In 1983, the Jinling hotel was the tallest building in China at 110 meters and 37 floors tall. Jinling hotel has created many firsts. It has the first high-speed elevator in China, the first high-rise revolving restaurant in China, and China's first high-rise helipad. Ever since the Jinling hotel's establishment, many foreign media made lots of reports on the construction and opening of Jinling Hotel, including Canada, Britain, and Hong Kong. International media designate Jinling Hotel as the "window of China's reform and opening up". At that time, Jinling Hotel was a mystery to Nanjing residents. The average price for a night was $90, and the only way for residents to know about Jinling Hotel was to buy tickets to visit the high-rise revolving restaurant, Xuan Gong. Jinling Hotel paid off its capital construction debts of US$45 million in only 10 years.

In May 1997, Jinling Hotel Phase II, the Nanjing World Trade Center was completed and started operation. The Nanjing World Trade Canter was 17 floors tall.

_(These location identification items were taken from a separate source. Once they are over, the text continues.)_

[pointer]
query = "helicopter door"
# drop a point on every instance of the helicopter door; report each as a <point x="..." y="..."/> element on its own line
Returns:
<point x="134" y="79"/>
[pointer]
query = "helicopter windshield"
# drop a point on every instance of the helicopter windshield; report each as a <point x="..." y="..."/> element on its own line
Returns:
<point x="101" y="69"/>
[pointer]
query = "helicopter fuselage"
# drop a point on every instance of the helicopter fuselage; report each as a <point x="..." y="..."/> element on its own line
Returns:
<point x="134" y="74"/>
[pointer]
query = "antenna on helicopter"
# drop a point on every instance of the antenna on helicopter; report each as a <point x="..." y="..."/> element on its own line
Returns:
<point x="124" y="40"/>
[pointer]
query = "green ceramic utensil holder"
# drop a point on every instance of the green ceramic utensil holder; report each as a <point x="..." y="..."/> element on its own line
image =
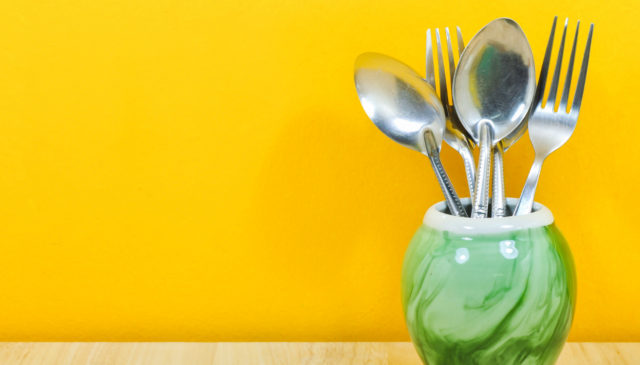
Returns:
<point x="495" y="291"/>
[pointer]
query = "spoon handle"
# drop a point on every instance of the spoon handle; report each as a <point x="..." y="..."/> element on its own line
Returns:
<point x="483" y="176"/>
<point x="498" y="200"/>
<point x="525" y="203"/>
<point x="469" y="164"/>
<point x="450" y="195"/>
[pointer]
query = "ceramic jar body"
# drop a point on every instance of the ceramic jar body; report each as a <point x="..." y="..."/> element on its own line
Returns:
<point x="497" y="292"/>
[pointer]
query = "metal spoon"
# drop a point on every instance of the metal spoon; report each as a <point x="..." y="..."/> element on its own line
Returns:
<point x="499" y="207"/>
<point x="493" y="87"/>
<point x="405" y="108"/>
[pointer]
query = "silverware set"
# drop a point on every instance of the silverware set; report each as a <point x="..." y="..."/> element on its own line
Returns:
<point x="494" y="101"/>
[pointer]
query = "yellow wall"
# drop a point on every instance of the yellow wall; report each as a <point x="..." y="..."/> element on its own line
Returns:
<point x="203" y="170"/>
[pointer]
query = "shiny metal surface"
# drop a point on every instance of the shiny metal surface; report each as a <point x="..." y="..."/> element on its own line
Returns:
<point x="493" y="87"/>
<point x="405" y="108"/>
<point x="548" y="129"/>
<point x="499" y="207"/>
<point x="455" y="134"/>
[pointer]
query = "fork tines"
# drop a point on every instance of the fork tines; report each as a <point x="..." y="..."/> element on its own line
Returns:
<point x="551" y="99"/>
<point x="430" y="75"/>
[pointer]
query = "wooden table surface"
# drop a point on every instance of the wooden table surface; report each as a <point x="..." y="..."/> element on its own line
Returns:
<point x="310" y="353"/>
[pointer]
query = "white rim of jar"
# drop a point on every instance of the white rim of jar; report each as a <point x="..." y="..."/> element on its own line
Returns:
<point x="436" y="218"/>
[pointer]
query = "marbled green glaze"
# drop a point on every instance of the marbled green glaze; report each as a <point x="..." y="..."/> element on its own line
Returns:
<point x="492" y="306"/>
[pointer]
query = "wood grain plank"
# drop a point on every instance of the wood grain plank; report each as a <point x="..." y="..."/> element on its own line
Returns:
<point x="280" y="353"/>
<point x="600" y="353"/>
<point x="107" y="353"/>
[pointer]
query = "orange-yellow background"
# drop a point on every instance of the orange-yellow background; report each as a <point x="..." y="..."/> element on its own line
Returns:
<point x="203" y="170"/>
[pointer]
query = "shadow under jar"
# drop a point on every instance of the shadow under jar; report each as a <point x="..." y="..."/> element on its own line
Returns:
<point x="493" y="291"/>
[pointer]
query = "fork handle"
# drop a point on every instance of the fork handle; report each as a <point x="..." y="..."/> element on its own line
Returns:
<point x="469" y="164"/>
<point x="450" y="195"/>
<point x="498" y="200"/>
<point x="525" y="203"/>
<point x="483" y="175"/>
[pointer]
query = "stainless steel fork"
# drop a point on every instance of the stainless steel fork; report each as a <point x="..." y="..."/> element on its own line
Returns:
<point x="549" y="129"/>
<point x="455" y="134"/>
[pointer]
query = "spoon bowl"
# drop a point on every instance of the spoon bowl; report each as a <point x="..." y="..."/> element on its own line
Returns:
<point x="407" y="109"/>
<point x="493" y="88"/>
<point x="398" y="101"/>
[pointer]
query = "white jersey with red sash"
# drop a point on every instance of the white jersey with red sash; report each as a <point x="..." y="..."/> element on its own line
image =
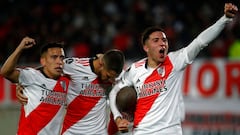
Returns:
<point x="159" y="103"/>
<point x="86" y="112"/>
<point x="44" y="112"/>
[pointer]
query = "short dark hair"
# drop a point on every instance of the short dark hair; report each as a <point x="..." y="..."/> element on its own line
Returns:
<point x="148" y="31"/>
<point x="51" y="45"/>
<point x="114" y="60"/>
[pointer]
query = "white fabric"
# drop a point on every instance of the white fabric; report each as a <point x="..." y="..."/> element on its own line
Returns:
<point x="158" y="110"/>
<point x="86" y="113"/>
<point x="39" y="90"/>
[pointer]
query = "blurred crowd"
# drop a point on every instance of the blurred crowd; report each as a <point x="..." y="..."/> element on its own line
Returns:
<point x="88" y="27"/>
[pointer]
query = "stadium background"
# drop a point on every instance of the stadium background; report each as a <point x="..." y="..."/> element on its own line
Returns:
<point x="211" y="85"/>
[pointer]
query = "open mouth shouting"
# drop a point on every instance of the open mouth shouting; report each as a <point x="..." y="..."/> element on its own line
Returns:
<point x="162" y="52"/>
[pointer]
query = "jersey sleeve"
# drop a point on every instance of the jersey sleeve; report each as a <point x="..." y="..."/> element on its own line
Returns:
<point x="205" y="37"/>
<point x="123" y="81"/>
<point x="26" y="76"/>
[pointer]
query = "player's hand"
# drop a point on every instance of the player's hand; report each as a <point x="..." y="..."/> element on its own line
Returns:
<point x="122" y="124"/>
<point x="230" y="10"/>
<point x="20" y="96"/>
<point x="26" y="43"/>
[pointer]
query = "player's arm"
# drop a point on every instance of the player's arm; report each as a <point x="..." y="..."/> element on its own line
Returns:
<point x="8" y="69"/>
<point x="122" y="124"/>
<point x="208" y="35"/>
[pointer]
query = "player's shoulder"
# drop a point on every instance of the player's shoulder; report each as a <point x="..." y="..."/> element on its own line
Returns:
<point x="139" y="64"/>
<point x="77" y="61"/>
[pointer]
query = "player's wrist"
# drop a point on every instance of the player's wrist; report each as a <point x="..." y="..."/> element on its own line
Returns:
<point x="118" y="118"/>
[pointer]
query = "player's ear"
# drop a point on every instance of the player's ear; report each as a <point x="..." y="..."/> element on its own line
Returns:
<point x="145" y="48"/>
<point x="42" y="61"/>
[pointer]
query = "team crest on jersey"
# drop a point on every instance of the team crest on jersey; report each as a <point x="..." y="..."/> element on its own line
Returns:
<point x="69" y="61"/>
<point x="64" y="85"/>
<point x="85" y="78"/>
<point x="161" y="71"/>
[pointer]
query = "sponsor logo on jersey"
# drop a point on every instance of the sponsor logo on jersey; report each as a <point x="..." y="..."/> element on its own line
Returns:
<point x="152" y="88"/>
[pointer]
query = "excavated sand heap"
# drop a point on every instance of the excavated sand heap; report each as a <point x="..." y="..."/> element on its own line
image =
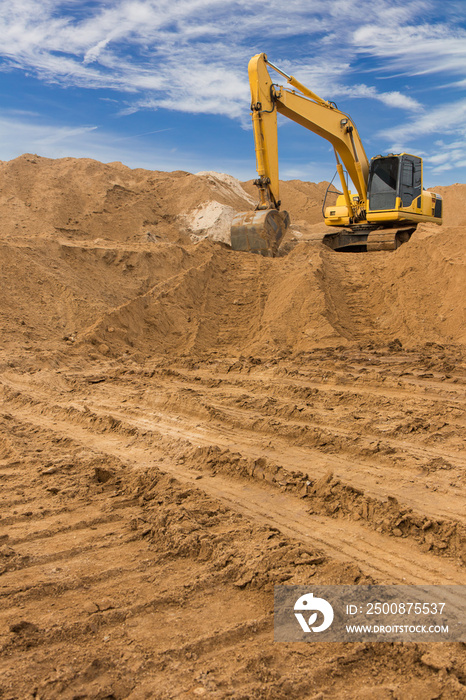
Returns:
<point x="128" y="261"/>
<point x="183" y="427"/>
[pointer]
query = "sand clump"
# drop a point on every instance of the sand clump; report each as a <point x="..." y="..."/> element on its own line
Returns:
<point x="183" y="427"/>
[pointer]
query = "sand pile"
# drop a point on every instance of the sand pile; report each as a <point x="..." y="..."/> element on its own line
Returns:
<point x="106" y="255"/>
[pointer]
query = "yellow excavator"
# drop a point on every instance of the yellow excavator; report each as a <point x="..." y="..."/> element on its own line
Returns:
<point x="387" y="204"/>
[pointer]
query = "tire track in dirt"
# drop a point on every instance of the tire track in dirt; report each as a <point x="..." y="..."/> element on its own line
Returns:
<point x="380" y="556"/>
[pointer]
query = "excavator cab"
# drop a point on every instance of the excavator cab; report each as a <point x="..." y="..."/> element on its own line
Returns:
<point x="389" y="201"/>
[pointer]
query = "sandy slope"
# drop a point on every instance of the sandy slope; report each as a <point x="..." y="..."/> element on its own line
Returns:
<point x="184" y="426"/>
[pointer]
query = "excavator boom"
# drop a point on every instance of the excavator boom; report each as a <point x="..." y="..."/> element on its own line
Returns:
<point x="262" y="231"/>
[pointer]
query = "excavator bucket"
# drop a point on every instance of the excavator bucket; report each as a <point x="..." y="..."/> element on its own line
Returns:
<point x="259" y="231"/>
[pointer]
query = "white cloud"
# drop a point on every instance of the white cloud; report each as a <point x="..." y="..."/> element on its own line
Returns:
<point x="191" y="55"/>
<point x="446" y="119"/>
<point x="415" y="49"/>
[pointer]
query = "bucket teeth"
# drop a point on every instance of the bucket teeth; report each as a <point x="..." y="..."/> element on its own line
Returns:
<point x="259" y="231"/>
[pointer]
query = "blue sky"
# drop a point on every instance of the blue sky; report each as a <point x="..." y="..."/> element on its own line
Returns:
<point x="162" y="84"/>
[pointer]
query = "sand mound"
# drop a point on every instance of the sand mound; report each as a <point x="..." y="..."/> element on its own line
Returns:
<point x="102" y="254"/>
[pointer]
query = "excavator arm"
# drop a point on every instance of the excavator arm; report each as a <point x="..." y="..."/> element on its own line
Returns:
<point x="311" y="112"/>
<point x="387" y="201"/>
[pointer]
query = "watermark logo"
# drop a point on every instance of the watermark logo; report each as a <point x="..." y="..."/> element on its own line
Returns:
<point x="307" y="603"/>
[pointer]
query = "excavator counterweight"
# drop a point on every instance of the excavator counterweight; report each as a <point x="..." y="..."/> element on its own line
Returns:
<point x="387" y="204"/>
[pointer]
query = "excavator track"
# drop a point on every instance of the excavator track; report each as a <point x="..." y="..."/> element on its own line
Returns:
<point x="368" y="239"/>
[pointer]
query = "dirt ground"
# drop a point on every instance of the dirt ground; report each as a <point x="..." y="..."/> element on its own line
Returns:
<point x="184" y="426"/>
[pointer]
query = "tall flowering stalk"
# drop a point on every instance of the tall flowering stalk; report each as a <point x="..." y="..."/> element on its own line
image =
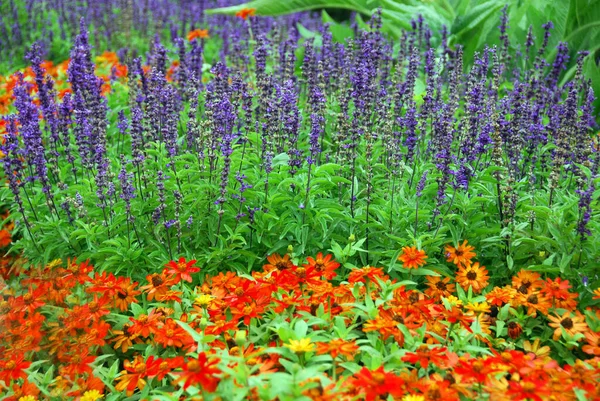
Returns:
<point x="31" y="132"/>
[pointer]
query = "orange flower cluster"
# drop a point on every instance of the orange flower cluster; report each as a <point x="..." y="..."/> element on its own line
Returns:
<point x="469" y="274"/>
<point x="68" y="315"/>
<point x="245" y="13"/>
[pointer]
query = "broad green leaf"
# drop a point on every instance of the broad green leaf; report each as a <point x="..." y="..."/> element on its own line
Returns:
<point x="273" y="8"/>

In October 2013, Jinling Hotel Phase III, the main building of Asia Pacific Tower was completed. Thus, Jinling Hotel Nanjing became the largest hotel complex in Jiangsu Province. The Asia Pacific Tower has a total of 53 floors and a height of 243 meters.

== Awards ==
- "Model Water Saving Hotel" Award
- in January 2011, won "Best Civilized Unit in Jiangsu Province" Award as the only winner among the hotel industry enterprises.
- In 2019, Jinling Hotel was listed as one of the "20 best hotels to travel" by Money News.
- In September 2021, the Jinling Hotel Corporation won China Quality Awards the highest recognition.

== Notable events ==

- Since establishment in 1983, Jinling Hotel was the tallest building in Nanjing for 10 years.
- In February 1985, Jinli Supermarket, the first supermarket in Nanjing, was open.
- In December 1985, Chinese President Li Xiannian stayed at the Jinling Hotel Nanjing.
- In February 1985, the Chairman of the Central Military Commission Deng Xiaoping inspected the Jinling Hotel Nanjing. To open an outlet for Nanjing to the world and increase movement between China mainland and Hong Kong, Deng Xiaoping made arrangements to open a Hong Kong -Nanjing chartered flight.
- In January 1986, Hong Kong Restaurant LiuChaoChun opened.
- In January 1988, the Jinling Hotel Shopping Center was open. Jinling Hotel Shopping Center was the first upscale shopping center in Nanjing.
- In October 1991, the General Secretary of the Chinese Communist Party Jiang Zemin made his first visit to the Jinling Hotel Nanjing.
- In February 1993, Vice Premier of the People's Republic of China Zou Jiahua stayed at the Jinling Hotel Nanjing.
- In September 1999, the Vice Chairman of Chinese People's Political Consultative Conference Huo Yingdong stayed at the Jinling Hotel Nanjing.
- In October 1999, Vice Premier of the State Council Wu Bangguo stayed at the Jinling Hotel Nanjing.
- In February 2003, Chinese leader Jiang Zemin stayed at the Jinling Hotel Nanjing for the second time and met with Cuba’s leader Fidel Castro.
- In December 2002, Jinling Hotel Corporation was founded as part of Jinling Holdings.